Posted by: Michael Surtees | June 25, 2009 at 06:54 AM
Ana: I think social media made the whole notion of the big idea a bit obsolete. Mostly because too many ad agency created big ideas are exposed as big lies while consumer created ones seem to stick: your big idea is what consumers say it is, not what you want it to be.
Likewise, since social media is such a PR based medium- and because the whole notion of scheduled campaigns no longer makes any sense when people are talking about you all the time-- it seems the most successful advertising is a mix of constant low-level communication-- blog posting, facebook paging, etc.-- mixed in with a series of one-off promotions a la Whopper Sacrifice. So while one keeps a steady flow of conversation going with the consumer, the other builds interest around specific events or promotions. spiking the amount of chatter and awareness from time to time.
Kind of like having the car engine running but stepping on the gas and gunning the engine from time to time.
Posted by: Alan Wolk | June 27, 2009 at 09:22 PM
Alan, thanks for your comment. I haven't weighted social media into my argument, but they definitely belong there.
But basically, I think it's similar: either break down the campaign into a number of small things that are continuously released, or just - as you say - participate continuously in the conversations about your brand.
I just find it weird because the industry awards systems are such that they still award a "big idea". It is very hard to evaluate the impact/value of a campaign if it's done as we say. Like, how do you separate there creators from consumers, an initial idea from the conversation about it, it's short-term vs. long-term impact? most campaigns can't be successful within a year, because it just takes time to start a conversation around the brand and/or for people to really adopt the tools that are developed. So while we agree that the big idea is obsolete, it is unfortunately still sought after by clients and the industry. I find that weird.
So, yea, completely agree, thanks for sharing your thoughts.
Posted by: Ana Andjelic | June 28, 2009 at 09:41 PM
Michael: of course you are correct. I was talking about digital tools in general (mobile, web, etc).
And yep, re: small fires. That's exactly the point. Because no one can predict in advance what's going to work and what is not, the best is just to develop as much things possible, and then actually SEE what works (instead of predicting). But when you have ONE big idea, in most cases, you just gamble: the chances of success border on randomness.
Thanks for your feedback!
Posted by: Ana Andjelic | June 28, 2009 at 09:55 PM
Comment turned too long. Turned into post. Hope you don't mind. Post url in name. Briefly: I think big ideas are relevant when the brand is a new entrant or looking to enter a new group of people.

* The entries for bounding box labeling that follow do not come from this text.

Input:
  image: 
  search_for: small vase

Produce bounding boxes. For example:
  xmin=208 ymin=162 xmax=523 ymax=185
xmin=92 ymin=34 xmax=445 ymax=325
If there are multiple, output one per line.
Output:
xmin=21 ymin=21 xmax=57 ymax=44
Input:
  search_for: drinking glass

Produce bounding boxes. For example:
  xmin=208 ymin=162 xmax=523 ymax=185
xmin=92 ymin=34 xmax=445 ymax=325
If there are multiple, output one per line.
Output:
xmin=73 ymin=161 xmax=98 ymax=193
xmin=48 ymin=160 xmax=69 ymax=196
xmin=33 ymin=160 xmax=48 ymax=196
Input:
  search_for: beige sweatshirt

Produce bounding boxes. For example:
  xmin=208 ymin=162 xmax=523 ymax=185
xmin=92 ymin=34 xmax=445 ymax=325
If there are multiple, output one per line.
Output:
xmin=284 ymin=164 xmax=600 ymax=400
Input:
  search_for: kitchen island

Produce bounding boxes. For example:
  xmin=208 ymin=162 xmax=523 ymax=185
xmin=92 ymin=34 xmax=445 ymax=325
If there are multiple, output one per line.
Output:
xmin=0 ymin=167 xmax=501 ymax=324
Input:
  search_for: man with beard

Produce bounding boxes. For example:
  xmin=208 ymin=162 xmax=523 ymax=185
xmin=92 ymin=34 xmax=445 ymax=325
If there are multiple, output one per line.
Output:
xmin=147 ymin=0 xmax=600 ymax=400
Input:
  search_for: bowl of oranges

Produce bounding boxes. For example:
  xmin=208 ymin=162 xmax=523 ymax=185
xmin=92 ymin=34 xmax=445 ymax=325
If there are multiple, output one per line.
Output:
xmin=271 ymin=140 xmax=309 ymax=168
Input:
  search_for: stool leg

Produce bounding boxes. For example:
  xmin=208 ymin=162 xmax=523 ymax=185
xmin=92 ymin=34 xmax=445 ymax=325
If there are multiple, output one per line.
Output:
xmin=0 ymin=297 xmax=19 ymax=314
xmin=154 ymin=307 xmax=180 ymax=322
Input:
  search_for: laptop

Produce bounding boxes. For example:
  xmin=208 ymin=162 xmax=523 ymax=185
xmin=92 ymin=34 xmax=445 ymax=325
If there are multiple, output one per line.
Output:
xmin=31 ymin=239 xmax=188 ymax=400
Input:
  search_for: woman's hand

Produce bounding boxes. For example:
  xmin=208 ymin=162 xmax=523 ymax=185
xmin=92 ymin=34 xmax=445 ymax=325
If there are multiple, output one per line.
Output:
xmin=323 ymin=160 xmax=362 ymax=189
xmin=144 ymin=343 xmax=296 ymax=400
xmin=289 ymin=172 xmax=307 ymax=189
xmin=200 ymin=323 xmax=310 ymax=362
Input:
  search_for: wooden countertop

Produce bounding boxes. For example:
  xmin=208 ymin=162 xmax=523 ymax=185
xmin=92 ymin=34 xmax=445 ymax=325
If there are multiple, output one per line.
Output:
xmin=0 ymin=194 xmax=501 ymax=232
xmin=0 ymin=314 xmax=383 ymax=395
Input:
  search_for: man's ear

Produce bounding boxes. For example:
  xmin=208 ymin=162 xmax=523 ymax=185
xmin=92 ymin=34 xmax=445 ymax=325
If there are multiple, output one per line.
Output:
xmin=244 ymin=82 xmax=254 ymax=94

Posted by: Sriram Venkitachalam | June 29, 2009 at 04:32 AM
@Sriram: Nice post, agree that new brands should push out the Big Idea about their brand in order to frame what consumers should be thinkng.
One caveat: consumers will ultimately decide if that initial Big Idea is correct and will mold it as per their own experience with the product or service. Brands need to be flexible and willing to adapt their messaging so that it's in line with consumer experience and expectations.
Posted by: Alan Wolk | June 29, 2009 at 10:12 AM
Just came across the following from the brilliant David Oglivy from "Oglivy on Advertising" book (1983). Might be of interest:
"You can do homework from now until doomsday, but you will never win fame and fortune unless you also invent big ideas. It takes a big idea to attract the attention of consumers and get them to buy your product. Unless your advertising contains a big idea, it will pass like a ship in the night."
"It will help you recognize a big idea if you ask yourself...could it be used for 30 years?"